FIY: a good read why all mixing anon networks will sooner or later fail :
https://cpunks.org/pipermail/cypherpunks/2016-June/013212.html

You too

entr0py · June 7, 2016, 6:56pm

Had no idea! Assumed because of this that they weren’t implemented yet:

TODO: Does not work yet. Files need to exist first.

/usr/lib/qubes/bind-dirs.sh umount

/usr/lib/qubes/bind-dirs.sh

Is it documented yet? Or which scripts should I look at to learn about them?

Patrick · June 7, 2016, 6:57pm

https://github.com/Whonix/qubes-whonix/blob/master/usr/lib/qubes-whonix/bind-directories

Redirecting to Google Groups

entr0py · June 7, 2016, 7:40pm

I’m not getting a satisfying answer - I know it’s probably because it doesn’t exist.

That’s fine unless I’m one of those clients. I would rather they increase everyone’s risk by a marginal amount to ensure that no one experiences a catastrophic failure. (More Gaussian, less heavy-tailed)

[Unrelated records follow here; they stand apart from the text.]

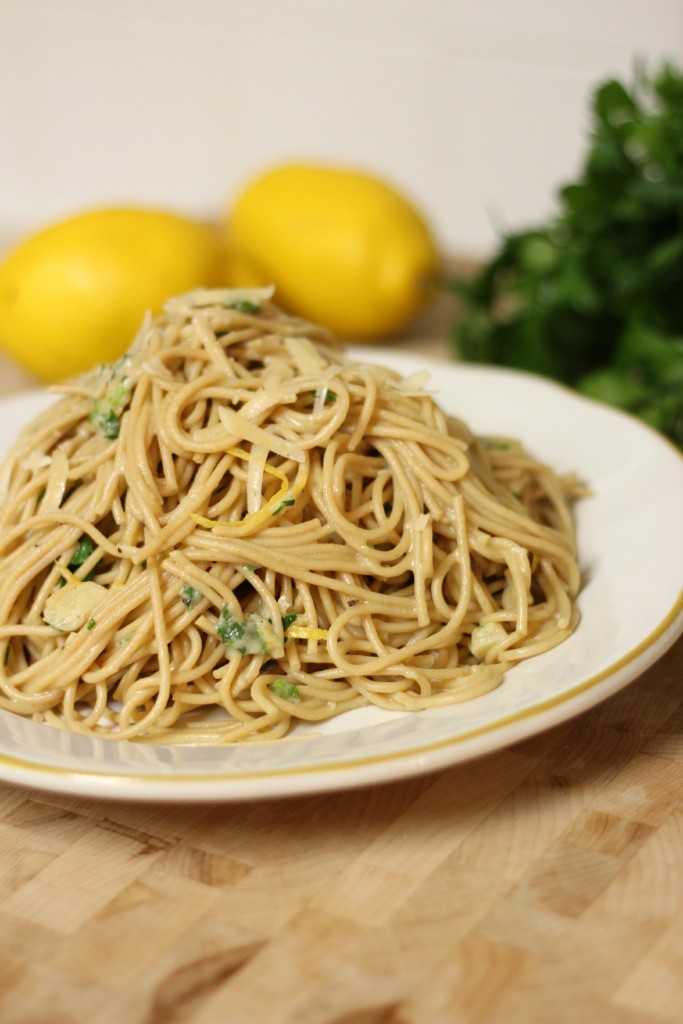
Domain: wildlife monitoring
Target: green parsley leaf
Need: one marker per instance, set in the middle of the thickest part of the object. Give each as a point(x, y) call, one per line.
point(189, 596)
point(245, 306)
point(289, 620)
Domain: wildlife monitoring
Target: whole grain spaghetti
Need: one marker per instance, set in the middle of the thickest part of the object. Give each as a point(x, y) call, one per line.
point(236, 527)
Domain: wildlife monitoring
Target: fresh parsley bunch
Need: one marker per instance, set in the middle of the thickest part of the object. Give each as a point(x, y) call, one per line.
point(595, 296)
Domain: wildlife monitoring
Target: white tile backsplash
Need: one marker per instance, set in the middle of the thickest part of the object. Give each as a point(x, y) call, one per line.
point(478, 111)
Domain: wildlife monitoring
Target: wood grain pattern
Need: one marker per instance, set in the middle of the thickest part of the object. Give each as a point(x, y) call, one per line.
point(540, 885)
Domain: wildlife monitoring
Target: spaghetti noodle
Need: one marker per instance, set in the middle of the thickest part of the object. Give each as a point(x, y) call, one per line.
point(237, 527)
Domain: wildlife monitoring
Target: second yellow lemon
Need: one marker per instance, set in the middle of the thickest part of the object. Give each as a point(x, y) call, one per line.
point(75, 294)
point(343, 248)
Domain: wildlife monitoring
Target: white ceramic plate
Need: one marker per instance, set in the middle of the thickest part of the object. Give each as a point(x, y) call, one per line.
point(631, 546)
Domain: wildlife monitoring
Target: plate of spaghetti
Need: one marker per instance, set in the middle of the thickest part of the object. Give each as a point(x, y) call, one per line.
point(246, 561)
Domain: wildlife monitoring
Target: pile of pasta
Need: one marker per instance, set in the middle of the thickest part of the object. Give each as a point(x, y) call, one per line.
point(237, 527)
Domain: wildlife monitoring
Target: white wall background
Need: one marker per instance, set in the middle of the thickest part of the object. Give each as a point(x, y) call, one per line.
point(477, 110)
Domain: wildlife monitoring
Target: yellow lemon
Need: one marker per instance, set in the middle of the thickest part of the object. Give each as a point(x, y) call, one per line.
point(75, 294)
point(343, 248)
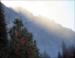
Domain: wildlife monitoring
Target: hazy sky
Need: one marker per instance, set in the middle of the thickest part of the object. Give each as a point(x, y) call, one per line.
point(60, 11)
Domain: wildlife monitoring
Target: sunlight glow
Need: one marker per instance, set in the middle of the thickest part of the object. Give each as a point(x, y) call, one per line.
point(61, 12)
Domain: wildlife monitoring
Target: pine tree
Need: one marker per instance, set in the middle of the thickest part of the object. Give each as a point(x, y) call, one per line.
point(59, 55)
point(22, 44)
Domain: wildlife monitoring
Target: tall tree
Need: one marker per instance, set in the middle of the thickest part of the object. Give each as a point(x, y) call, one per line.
point(22, 44)
point(3, 33)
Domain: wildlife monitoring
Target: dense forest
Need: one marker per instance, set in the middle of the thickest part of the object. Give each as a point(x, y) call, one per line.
point(22, 44)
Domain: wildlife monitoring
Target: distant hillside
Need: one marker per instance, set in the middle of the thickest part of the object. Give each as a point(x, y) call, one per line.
point(49, 35)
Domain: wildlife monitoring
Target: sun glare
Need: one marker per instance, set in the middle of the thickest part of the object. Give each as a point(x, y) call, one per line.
point(60, 11)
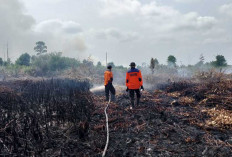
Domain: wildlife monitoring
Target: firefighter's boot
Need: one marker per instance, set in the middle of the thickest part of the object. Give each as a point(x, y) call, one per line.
point(107, 97)
point(138, 101)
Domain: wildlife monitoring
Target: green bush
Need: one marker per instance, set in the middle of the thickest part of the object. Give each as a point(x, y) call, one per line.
point(53, 62)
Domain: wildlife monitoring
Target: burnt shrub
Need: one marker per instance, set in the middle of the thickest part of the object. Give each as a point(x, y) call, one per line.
point(35, 114)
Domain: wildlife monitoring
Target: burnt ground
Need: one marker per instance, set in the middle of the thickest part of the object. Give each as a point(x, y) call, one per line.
point(167, 123)
point(179, 119)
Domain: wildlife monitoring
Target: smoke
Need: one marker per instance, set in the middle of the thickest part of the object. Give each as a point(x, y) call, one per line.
point(21, 31)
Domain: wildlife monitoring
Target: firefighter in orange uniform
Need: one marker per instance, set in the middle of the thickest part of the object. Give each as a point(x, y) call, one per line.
point(134, 82)
point(108, 77)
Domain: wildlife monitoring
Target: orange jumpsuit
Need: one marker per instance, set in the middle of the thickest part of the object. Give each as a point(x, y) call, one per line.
point(108, 77)
point(134, 79)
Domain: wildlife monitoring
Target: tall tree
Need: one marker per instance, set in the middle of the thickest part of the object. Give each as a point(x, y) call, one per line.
point(171, 60)
point(24, 59)
point(40, 47)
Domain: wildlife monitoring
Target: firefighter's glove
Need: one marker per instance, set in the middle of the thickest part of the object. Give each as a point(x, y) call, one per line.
point(127, 89)
point(142, 88)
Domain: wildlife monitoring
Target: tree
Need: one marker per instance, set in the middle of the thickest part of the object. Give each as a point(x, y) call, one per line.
point(220, 62)
point(1, 62)
point(152, 65)
point(201, 61)
point(99, 64)
point(24, 59)
point(40, 47)
point(171, 60)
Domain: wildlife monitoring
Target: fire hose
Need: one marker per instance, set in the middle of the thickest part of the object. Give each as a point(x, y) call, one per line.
point(107, 130)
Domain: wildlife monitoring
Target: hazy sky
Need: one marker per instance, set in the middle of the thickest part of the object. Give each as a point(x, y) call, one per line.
point(129, 30)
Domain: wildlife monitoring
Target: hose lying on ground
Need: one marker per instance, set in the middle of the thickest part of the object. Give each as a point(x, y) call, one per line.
point(107, 129)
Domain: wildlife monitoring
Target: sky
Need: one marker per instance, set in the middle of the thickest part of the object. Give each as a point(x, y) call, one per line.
point(128, 30)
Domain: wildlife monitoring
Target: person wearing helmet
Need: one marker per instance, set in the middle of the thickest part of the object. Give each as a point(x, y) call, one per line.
point(108, 79)
point(134, 82)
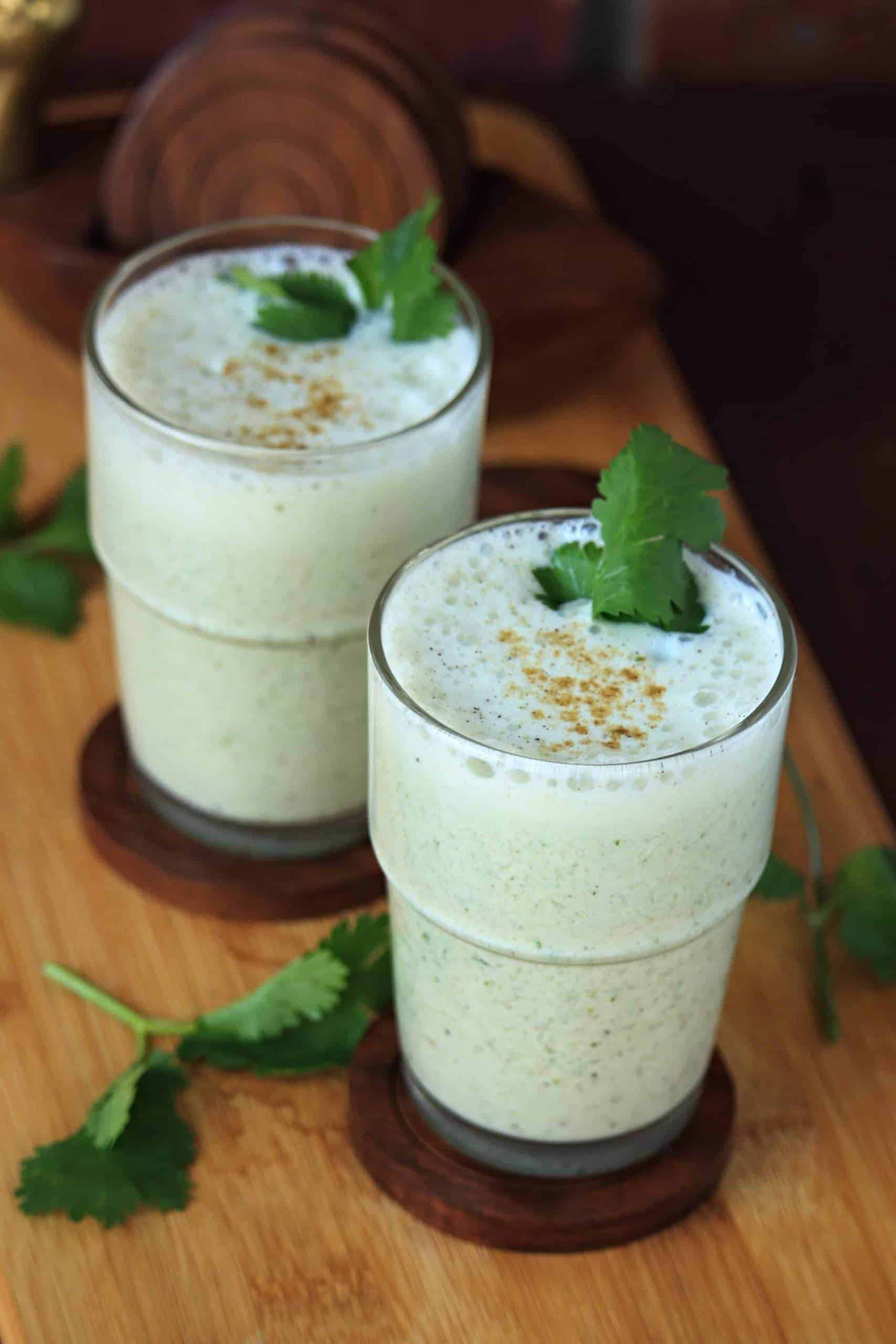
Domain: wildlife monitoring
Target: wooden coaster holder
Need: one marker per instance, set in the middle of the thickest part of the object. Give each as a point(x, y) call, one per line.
point(441, 1187)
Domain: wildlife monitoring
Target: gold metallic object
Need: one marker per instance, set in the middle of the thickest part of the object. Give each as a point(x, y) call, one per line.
point(31, 33)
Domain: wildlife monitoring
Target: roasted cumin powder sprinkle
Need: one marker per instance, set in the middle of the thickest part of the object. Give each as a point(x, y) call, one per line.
point(594, 695)
point(325, 401)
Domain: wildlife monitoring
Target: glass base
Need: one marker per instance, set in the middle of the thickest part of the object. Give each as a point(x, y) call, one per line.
point(536, 1158)
point(251, 841)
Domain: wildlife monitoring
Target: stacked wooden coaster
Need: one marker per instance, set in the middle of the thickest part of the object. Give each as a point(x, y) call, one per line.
point(321, 109)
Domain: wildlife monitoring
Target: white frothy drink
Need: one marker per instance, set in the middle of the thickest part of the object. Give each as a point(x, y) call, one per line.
point(249, 498)
point(571, 815)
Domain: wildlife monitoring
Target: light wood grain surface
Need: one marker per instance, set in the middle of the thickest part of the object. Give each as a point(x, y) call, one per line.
point(287, 1238)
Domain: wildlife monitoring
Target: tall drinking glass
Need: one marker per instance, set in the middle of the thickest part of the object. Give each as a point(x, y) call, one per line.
point(562, 930)
point(242, 577)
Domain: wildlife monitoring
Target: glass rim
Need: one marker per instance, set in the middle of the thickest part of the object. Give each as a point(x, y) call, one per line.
point(100, 304)
point(761, 711)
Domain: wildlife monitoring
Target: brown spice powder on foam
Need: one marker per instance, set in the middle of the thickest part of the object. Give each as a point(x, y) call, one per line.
point(599, 695)
point(325, 401)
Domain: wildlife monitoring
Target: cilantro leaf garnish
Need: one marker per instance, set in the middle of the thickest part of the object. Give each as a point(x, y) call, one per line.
point(860, 904)
point(399, 265)
point(13, 468)
point(111, 1113)
point(570, 575)
point(304, 322)
point(779, 881)
point(144, 1167)
point(133, 1151)
point(246, 279)
point(398, 268)
point(38, 592)
point(381, 264)
point(652, 502)
point(307, 988)
point(312, 287)
point(363, 951)
point(864, 891)
point(300, 304)
point(307, 1049)
point(37, 586)
point(364, 948)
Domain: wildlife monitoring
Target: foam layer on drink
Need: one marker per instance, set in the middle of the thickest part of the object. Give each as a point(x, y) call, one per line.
point(471, 643)
point(182, 344)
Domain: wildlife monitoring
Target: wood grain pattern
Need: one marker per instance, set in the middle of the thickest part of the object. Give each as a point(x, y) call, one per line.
point(168, 866)
point(287, 1237)
point(276, 119)
point(445, 1190)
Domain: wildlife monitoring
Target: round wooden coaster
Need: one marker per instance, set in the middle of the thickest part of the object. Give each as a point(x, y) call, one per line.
point(276, 121)
point(166, 863)
point(448, 1191)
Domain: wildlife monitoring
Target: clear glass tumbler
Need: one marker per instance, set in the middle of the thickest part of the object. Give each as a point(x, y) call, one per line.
point(563, 932)
point(242, 580)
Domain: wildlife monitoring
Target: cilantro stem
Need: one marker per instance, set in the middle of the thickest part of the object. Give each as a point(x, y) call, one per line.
point(100, 999)
point(817, 915)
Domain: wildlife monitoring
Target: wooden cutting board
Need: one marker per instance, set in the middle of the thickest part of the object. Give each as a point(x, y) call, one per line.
point(287, 1238)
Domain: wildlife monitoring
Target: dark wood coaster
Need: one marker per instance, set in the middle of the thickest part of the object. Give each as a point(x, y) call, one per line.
point(448, 1191)
point(166, 863)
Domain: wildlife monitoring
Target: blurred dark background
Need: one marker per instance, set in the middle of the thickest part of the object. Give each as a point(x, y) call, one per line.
point(751, 147)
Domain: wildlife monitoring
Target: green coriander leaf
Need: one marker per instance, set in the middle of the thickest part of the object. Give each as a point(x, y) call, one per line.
point(297, 320)
point(400, 265)
point(68, 529)
point(307, 988)
point(363, 951)
point(424, 316)
point(378, 265)
point(570, 575)
point(38, 592)
point(648, 584)
point(311, 287)
point(866, 893)
point(655, 499)
point(364, 948)
point(13, 468)
point(778, 881)
point(307, 1049)
point(245, 279)
point(145, 1168)
point(109, 1115)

Generally, yes - but that’s what’s great about open-source!
You’re just being polite, you should’ve said:

Its not a good idea to against the recommendations of people who are smarter and more knowledgeable than you.

That I can live with

Ego · June 7, 2016, 8:22pm

Good day,

Sure, maybe we can arrange something.

Oh, I see what you mean. I was presuming you meant small for the context of a study.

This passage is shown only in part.